Ok, thanks for the info.

> As I said, the test case is written in an endianess-neutral way,

>

>     static const uint16_t insns[] = {

>       /* 1d ee 70 7f	 mrc	15, 0, r7, cr13, cr0, {3} */

>       0xee1d, 0x7f70,

>     };


If my assumption above is right, everything looks right until extract_arm_insn.
The 4-byte instruction is extracted with

  insn_record->arm_insn = (uint32_t) extract_unsigned_integer (&buf[0],
                           insn_size,
			   gdbarch_byte_order_for_code (insn_record->gdbarch));

Since the instruction is extracted as a single 4-byte value, on little endian,
extract_arm_insn leaves insn_record->arm_insn equal to 0x7f70ee1d.  On big
endian, it leaves it equal to 0xee1d7f70.  Hence the need for the word swapping
you show below.

In my opinion, it should be extract_arm_insn's responsibility to leave
insn_record->arm_insn with a consistent value regardless of the target/host
endiannesses.  The easiest way would be to read the instruction as two 16-bit
integers instead of one 32-bit one.  Or we can still do the word swap shown below
(only if the code is little endian), but at least I think it would make more sense
to do it in extract_arm_insn.

>

> but the arm process recording processes thumb-2 instruction as one

> 32-bit instruction, so that it has this,

>

> 	  /* Swap first half of 32bit thumb instruction with second half.  */

> 	  arm_record->arm_insn

> 	    = (arm_record->arm_insn >> 16) | (arm_record->arm_insn << 16);


> I wonder this is the cause of the test fail, that is, we don't need to

> swap them in big endian.  Since I've never run GDB tests on arm big

> endian target, I am not very confident on my fix below.  It fixes the

> test fail on ppc64, and also the fail with your patch to change the test

> with two different endianess.


What do you think about the patch below?  Functionally, it should be identical
to what you suggested, but I think it's clear to fix extract_arm_insn instead.
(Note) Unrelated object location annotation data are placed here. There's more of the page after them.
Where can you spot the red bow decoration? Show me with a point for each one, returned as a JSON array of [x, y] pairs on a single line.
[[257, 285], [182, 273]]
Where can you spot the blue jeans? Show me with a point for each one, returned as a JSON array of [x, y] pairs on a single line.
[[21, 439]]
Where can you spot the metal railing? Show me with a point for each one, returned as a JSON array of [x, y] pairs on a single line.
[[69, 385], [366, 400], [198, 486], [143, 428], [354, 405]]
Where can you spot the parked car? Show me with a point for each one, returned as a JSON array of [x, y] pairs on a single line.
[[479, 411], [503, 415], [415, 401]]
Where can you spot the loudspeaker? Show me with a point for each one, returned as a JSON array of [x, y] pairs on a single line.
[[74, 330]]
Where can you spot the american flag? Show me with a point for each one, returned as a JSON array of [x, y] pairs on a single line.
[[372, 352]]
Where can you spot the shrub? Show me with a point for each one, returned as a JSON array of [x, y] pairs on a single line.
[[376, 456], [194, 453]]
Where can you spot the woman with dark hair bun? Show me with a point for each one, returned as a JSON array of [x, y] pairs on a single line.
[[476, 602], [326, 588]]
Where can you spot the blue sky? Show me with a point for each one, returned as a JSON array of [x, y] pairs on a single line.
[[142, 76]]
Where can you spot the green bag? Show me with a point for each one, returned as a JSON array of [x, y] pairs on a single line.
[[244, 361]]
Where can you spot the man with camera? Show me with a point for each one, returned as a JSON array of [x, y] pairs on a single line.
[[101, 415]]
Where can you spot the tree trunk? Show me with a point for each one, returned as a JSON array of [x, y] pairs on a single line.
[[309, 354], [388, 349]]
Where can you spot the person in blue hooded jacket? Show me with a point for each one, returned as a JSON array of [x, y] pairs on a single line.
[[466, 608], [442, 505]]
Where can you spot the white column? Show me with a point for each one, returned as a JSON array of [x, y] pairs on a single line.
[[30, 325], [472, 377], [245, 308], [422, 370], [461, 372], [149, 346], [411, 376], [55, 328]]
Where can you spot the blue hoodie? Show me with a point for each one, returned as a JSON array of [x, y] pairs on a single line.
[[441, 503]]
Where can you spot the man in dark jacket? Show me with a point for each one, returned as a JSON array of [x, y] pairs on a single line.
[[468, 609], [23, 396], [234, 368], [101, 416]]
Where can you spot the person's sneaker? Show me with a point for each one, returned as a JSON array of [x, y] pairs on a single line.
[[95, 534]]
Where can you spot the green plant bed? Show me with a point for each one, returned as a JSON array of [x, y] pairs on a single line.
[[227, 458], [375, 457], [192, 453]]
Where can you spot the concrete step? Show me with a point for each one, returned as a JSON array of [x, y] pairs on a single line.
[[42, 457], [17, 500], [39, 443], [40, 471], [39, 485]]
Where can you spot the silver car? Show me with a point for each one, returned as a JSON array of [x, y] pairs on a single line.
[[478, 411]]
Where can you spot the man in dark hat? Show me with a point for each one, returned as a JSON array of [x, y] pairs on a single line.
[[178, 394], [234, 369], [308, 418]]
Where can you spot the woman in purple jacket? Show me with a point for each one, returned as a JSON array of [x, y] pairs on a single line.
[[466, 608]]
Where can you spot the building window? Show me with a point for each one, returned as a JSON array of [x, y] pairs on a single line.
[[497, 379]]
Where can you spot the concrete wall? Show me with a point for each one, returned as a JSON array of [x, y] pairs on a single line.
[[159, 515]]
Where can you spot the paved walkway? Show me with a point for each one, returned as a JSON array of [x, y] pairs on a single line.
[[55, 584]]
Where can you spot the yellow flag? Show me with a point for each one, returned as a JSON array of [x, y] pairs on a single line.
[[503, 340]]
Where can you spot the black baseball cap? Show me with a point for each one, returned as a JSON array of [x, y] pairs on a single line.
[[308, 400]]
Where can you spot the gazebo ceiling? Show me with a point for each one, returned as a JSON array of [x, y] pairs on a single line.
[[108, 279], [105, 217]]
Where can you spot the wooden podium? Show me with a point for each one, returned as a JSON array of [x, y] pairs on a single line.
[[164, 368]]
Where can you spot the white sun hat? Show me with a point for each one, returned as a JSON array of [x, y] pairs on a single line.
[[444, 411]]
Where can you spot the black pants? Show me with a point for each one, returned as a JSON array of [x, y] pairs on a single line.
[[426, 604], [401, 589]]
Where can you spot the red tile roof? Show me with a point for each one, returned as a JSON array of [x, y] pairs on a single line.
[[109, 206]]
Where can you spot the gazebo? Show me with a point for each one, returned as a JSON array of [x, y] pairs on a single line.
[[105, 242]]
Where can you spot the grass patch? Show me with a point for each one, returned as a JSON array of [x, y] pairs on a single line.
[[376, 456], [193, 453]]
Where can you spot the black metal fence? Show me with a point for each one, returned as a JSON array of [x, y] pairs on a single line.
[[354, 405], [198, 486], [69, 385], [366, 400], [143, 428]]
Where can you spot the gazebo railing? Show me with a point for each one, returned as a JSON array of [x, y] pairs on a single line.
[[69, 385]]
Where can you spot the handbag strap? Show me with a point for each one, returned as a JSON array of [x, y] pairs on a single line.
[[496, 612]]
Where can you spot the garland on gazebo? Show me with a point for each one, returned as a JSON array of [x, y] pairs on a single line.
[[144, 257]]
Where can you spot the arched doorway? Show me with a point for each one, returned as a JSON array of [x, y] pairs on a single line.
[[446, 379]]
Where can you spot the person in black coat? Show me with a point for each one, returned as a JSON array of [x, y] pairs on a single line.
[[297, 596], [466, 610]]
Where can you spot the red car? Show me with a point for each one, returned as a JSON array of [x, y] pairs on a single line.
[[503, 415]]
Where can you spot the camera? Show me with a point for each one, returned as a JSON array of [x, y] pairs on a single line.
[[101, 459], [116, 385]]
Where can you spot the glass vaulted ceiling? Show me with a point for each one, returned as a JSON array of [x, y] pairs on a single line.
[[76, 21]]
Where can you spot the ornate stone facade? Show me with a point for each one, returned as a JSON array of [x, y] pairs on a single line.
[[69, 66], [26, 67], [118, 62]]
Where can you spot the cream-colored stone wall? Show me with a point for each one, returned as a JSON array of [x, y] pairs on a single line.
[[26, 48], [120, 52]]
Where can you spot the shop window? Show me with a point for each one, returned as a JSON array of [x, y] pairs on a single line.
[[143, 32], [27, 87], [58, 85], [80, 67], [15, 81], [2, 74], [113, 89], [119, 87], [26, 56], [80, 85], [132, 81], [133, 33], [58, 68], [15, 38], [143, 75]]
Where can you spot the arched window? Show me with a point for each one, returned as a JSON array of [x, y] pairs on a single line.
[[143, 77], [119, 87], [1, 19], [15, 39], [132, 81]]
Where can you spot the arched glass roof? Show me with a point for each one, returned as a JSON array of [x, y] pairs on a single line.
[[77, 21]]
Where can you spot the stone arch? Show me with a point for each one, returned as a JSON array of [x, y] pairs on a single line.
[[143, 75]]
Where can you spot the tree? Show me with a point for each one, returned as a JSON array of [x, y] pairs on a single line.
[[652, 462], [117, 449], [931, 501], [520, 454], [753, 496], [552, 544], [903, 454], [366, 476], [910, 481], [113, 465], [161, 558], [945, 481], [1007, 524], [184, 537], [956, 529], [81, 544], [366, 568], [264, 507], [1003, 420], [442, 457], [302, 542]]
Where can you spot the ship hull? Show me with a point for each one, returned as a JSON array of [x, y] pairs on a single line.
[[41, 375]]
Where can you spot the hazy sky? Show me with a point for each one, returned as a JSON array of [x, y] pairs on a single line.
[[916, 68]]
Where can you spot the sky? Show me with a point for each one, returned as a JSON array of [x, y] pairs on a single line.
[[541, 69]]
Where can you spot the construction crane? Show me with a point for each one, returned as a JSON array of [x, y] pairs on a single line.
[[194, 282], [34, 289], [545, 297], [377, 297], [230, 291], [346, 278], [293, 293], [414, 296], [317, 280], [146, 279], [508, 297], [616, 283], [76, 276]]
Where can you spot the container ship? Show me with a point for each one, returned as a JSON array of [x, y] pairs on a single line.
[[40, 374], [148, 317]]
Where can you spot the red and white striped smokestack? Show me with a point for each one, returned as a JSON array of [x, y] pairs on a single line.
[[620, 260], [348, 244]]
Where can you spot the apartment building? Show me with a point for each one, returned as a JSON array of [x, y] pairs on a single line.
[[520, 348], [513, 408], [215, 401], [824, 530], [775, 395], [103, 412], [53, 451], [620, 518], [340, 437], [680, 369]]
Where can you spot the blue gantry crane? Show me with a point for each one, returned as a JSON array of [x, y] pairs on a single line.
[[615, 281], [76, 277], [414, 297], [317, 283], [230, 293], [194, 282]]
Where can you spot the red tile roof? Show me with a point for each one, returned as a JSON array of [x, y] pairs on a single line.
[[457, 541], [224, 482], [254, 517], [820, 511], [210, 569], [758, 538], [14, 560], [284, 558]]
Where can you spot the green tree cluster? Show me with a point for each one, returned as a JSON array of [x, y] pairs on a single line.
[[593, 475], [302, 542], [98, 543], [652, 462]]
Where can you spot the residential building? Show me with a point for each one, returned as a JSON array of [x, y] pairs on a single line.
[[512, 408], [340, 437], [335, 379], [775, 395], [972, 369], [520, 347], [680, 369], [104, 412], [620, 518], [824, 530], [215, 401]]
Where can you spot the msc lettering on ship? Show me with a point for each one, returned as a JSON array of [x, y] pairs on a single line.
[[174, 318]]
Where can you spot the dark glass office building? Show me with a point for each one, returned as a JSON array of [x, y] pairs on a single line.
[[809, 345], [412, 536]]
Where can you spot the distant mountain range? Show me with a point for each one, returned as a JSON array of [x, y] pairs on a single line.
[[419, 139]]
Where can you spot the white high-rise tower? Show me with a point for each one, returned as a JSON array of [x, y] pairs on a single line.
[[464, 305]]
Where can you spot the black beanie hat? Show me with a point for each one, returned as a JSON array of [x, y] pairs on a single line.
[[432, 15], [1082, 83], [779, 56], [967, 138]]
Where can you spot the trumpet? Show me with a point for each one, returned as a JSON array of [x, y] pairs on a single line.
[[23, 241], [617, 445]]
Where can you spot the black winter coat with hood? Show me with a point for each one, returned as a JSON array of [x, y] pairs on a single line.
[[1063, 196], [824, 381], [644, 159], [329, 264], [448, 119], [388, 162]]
From 925b2f54e53f39b8713dccc7788b3f10fccc374c Mon Sep 17 00:00:00 2001
From: Simon Marchi <simon.marchi@ericsson.com>

Date: Mon, 12 Mar 2018 11:28:29 -0400
Subject: [PATCH] extract_arm_insn: Read 32-bit instruction as two 16-bit words

---
 gdb/arm-tdep.c | 23 +++++++++++++++--------
 1 file changed, 15 insertions(+), 8 deletions(-)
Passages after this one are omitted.